Windows DevCenter    
 Published on Windows DevCenter (http://www.windowsdevcenter.com/)
 See this if you're having trouble printing code examples


Liberty on Beta 2

Just-In-Time Data Loading For DataGrids

by Jesse Liberty
12/20/2005

In my previous column I said that I will be working on an application and discussing it as I go. Well, it turns out that real customers and real life haven't actually gotten the project past the "I Have A Dream" stage, so it will be a few weeks before I have much that is interesting to report (though in the meantime you may want to take a look at the web services technology from Amazon that I'll be using).

While I've been non-productive on that project, a client posed the following problem: she has a database with 2 million records and wants to display these records in a data grid, but does not want to load them all into memory from the database. She wants them loaded "just in time," maximizing performance and minimizing memory load on the web server. After all, the vast majority of users will need to see only a small fraction of the records.

It turns out that the new DataGridView has a property VirtualMode (which defaults to false), that provides the capabilities needed. Microsoft has an excellent walk-through on this topic, and this article will explore a direct solution to this problem as well as showing you how to quickly create an application to create a very large edition of some Northwind tables to test with.

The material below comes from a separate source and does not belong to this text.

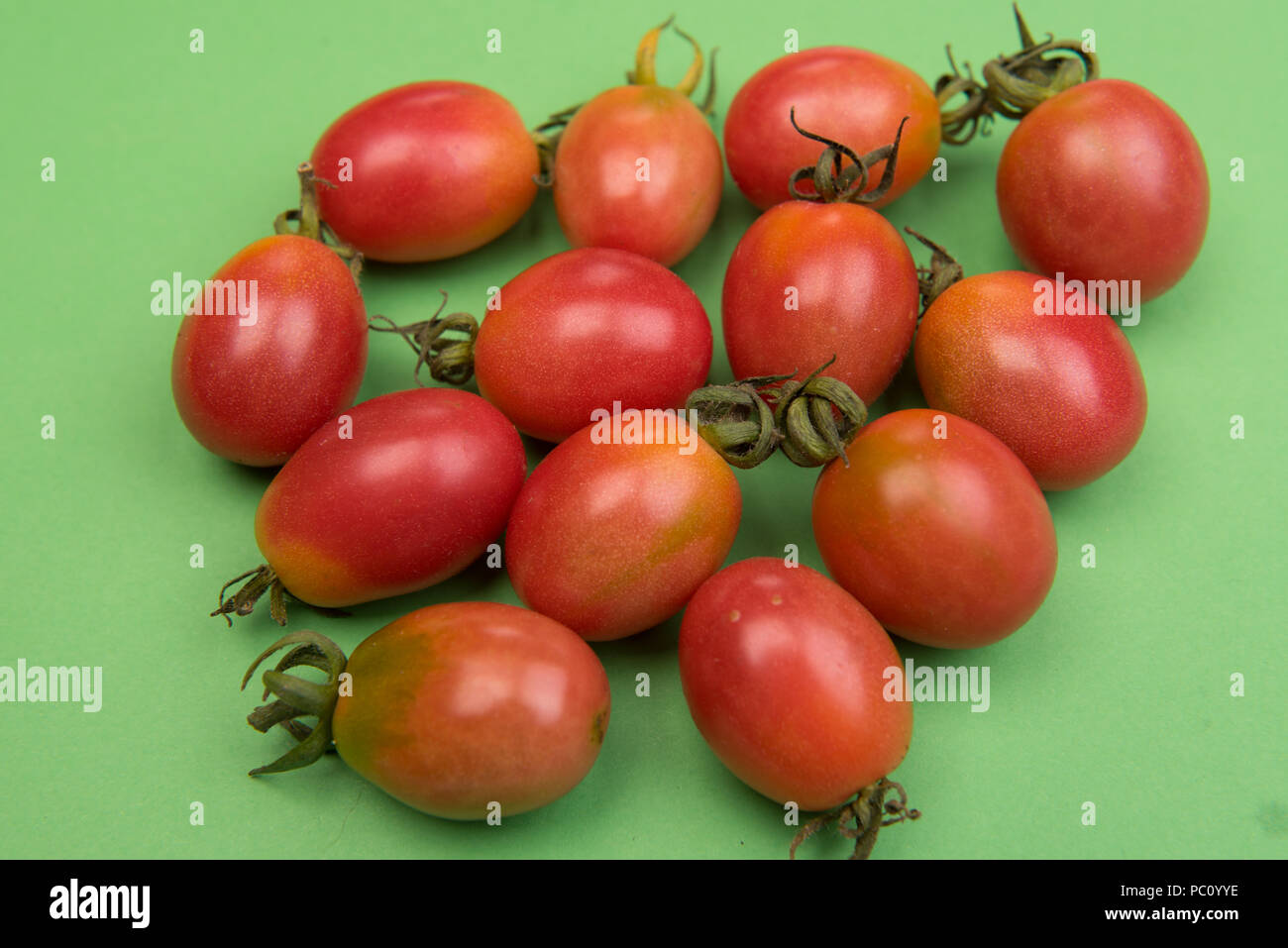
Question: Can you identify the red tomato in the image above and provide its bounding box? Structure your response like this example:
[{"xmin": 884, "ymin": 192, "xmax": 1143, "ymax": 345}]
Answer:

In my next article, I'll show how you can bypass this nifty approach and use a more generic approach that will work with any data grid (using the Infragistics grid as an alternative, for example).

Related Reading

Visual C# 2005: A Developer's Notebook
By Jesse Liberty

Creating the Virtual Grid

Create a new Windows Application and name it JIT Data. Use your language of choice; for this column I'll write in C# as I've been writing a lot of VB lately.

Drag a DataGridView control onto your form, and name it dgvJIT. Also add a label control named lblMsg and set its text to "Ready." (While you are at it, widen the form, widen the grid, set the title of the form to "JIT Data" and change the class file name for the form to JITData.cs.)

Your next step is to change the VirtualMode property of the grid from false to true. This can be done programmatically, but it is easier to just set it in the properties window. The bad news is that you can no longer bind a data source to the grid, but the good news is that you can easily create a cache to hold a page or two of data, and a simple class to fetch data as needed.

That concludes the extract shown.